Canadians from coast to coast to coast pay a different price on their electricity bill. Why? There are a number of factors that determine the price Canadians pay for electricity.
Mix of generation sources
Each province has its own mix of renewable and non-renewable electricity sources. The combination of these sources, for example, hydro, natural gas, solar, is unique to each region and has an influence over the price of electricity.
Infrastructure maintenance and renewal
Infrastructure and equipment has to be maintained, for example, downed power lines and poles caused by storms, to avoid power outages.
The age of the infrastructure will also have an effect on cost, but this isn’t always negative. If an existing asset is producing electricity long after its capital costs are paid off, it can have a positive impact on price.
The price of electricity is influenced by fixed and variable costs.

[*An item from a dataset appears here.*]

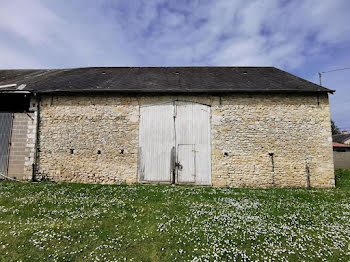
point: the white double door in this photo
(174, 143)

The price of building transmission wires would be an example of a fixed cost, while the price of the fuel used for generation is variable.
Geography of the region
The distance electricity has to travel over the transmission and distribution system from the generation source to the customer can influence the final price.
Access to natural resources and generation facilities determine the cost of electricity, alongside overall population density. Often in remote areas, more infrastructure is required to deliver electricity from the generation source to homes, businesses, and communities with the cost shared among fewer customers.
Selected world residential electricity prices, 2012
Some of the best rates in the world
Canada’s access to renewable natural resources allows for some of the lowest residential electricity prices in the world. This provides the opportunity for more freedom and flexibility in their budgets than similar countries like the United Kingdom and the United States.
A fraction of your household budget
The average Canadian spends less than $4 per day on electricity, well below the national average for other necessities like food and shelter. In fact, most Canadians spend more money on clothing and footwear than they do their electricity.
Investing in our future
Although Canada’s current electrical system was designed to power a much smaller population, today it’s working double time to reach over 35 million people, along with all of their personal devices and home electronics. In order to support its growing population and the use of modern day electronics, Canada will need to invest more than $350 billion into the system over the next 20 years — that’s $15 billion each year.